Hi Fabio,
On Wed, 12 Feb 2014 12:43:02 -0200, Fabio Estevam festevam@gmail.com wrote:
On Wed, Feb 12, 2014 at 12:40 PM, Hector Palacios hector.palacios@digi.com wrote:
The calloc() call was allocating space for the sizeof the struct pointer rather than for the struct contents.
Signed-off-by: Hector Palacios hector.palacios@digi.com
disk/part_efi.c | 2 +- 1 file changed, 1 insertion(+), 1 deletion(-)
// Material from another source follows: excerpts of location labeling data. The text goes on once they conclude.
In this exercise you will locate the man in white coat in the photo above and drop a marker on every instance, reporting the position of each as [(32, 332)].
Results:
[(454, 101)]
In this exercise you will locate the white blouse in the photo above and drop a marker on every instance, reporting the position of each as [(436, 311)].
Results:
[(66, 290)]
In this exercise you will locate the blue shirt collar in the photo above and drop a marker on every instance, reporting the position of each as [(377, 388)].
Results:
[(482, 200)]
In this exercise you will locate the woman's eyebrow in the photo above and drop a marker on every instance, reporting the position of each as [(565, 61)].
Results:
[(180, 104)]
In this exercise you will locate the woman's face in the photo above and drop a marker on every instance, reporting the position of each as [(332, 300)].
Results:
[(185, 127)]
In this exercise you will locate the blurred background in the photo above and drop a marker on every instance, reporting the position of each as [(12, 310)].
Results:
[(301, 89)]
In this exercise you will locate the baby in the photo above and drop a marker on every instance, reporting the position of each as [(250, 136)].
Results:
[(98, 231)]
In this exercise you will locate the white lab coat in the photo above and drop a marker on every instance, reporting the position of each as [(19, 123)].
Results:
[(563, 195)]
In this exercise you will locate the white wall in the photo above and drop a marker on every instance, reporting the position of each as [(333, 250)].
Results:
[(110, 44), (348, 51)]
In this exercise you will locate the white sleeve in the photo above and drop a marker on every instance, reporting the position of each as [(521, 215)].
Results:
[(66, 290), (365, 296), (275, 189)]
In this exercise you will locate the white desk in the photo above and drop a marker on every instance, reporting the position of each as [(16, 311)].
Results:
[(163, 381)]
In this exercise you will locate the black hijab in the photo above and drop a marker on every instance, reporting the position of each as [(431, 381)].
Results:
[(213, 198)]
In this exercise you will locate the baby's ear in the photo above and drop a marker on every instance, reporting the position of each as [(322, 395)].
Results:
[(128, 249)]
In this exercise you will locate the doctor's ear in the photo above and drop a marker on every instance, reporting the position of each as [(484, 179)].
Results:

diff --git a/disk/part_efi.c b/disk/part_efi.c index 5dfaf490c89a..7fabec059d7a 100644 --- a/disk/part_efi.c +++ b/disk/part_efi.c @@ -232,7 +232,7 @@ static int set_protective_mbr(block_dev_desc_t *dev_desc) legacy_mbr *p_mbr;
/* Setup the Protective MBR */
p_mbr = calloc(1, sizeof(p_mbr));
p_mbr = calloc(1, sizeof(legacy_mbr));
What about:
p_mbr = calloc(1, sizeof(*p_mbr)) ?
I don't like the idea of setting p_mbr based on *p_mbr at a time where p_mbr is still undefined. I know that from a C standard perspective this is ok, but I'd rather simply not run any risk and pass sizeof the struct type, not a (non-existent) dereferenced 'value'.